As she lay on her hospital bed breastfeeding her newborn baby, Louise Pollard was overcome with love for the scrap of humanity in her arms.
After all, she'd reached the end of a difficult pregnancy which had seen both her own and her unborn child's life hang in the balance as a result of pre-eclampsia. Despite this scene of maternal bliss, however, just three days later Louise handed Danny over to a couple and drove away - a shattering parting which left her crying for three days and yearning only to see her baby again.
'Afterwards, I sat in my mother's conservatory with my sobs literally racking through my body,' she says. 'I could still smell Danny on my jumper and I desperately wanted to be with him. Giving him up was the hardest thing I've ever done in my life.' So what on earth was this young mother doing giving her child away? At 23, Louise had become - for the second time - a surrogate for a childless couple. Having had her first surrogate baby at the age of just 21, Louise is thought to be the youngest surrogate mother in the UK. But her candid descriptions of the emotional challenges she faced highlight just how much surrogacy is a role that is rarely straightforward.

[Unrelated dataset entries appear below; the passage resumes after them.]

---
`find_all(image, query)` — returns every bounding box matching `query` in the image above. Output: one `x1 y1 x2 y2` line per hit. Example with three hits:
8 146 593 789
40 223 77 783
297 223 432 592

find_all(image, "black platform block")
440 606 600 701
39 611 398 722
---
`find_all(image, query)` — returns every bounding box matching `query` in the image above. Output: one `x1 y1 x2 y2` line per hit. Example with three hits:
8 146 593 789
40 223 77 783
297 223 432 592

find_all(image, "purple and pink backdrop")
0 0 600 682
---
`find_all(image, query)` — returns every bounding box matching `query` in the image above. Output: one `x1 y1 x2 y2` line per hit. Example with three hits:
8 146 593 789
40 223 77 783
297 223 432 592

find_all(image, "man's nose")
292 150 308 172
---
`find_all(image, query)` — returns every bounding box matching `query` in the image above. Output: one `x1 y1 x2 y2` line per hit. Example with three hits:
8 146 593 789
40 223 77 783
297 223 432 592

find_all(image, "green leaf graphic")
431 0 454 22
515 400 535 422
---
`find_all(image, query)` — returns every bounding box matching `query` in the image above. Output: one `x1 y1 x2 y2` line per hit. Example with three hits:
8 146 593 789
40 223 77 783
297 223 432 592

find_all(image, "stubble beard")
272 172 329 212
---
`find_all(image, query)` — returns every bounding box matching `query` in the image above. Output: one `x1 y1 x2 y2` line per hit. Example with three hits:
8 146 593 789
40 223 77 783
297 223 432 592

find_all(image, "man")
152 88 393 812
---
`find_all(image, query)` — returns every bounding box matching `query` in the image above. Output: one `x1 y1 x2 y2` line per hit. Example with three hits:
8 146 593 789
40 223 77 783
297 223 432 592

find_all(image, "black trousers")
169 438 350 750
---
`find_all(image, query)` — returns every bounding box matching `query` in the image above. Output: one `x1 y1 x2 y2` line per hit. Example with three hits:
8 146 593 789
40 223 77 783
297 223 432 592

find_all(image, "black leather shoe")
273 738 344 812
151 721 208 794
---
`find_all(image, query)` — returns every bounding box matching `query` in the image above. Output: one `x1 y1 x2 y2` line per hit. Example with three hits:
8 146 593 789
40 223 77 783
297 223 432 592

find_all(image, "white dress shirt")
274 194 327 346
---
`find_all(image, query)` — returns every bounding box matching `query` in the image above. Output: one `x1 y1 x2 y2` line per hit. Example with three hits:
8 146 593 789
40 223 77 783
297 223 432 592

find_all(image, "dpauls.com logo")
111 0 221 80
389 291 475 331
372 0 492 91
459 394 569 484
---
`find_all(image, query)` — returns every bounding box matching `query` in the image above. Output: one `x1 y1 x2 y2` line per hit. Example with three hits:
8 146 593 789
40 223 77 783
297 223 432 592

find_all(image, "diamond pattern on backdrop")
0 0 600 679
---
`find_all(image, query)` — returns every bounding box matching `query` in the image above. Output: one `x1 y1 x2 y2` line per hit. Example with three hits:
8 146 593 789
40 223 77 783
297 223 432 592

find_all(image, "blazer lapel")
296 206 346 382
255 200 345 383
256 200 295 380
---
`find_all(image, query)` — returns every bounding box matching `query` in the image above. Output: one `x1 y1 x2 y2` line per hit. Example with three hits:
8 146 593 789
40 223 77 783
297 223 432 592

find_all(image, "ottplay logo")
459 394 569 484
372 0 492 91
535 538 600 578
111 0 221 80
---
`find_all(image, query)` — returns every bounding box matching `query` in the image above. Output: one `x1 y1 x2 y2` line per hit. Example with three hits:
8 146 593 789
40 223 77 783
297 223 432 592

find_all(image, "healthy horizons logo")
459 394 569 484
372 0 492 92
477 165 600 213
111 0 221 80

Her experience was particularly unusual because both the surrogate children she's had so far were biologically hers. 'At one point, I was close to driving up to London to see Danny and I wondered if I'd done the right thing in giving him up, but the legal situation we would have then ended up in - and the distress I'd have caused the couple in question - doesn't even bear thinking about,' she says. (In theory, as biological mother, Louise would probably have a right to keep Danny had she wanted to.)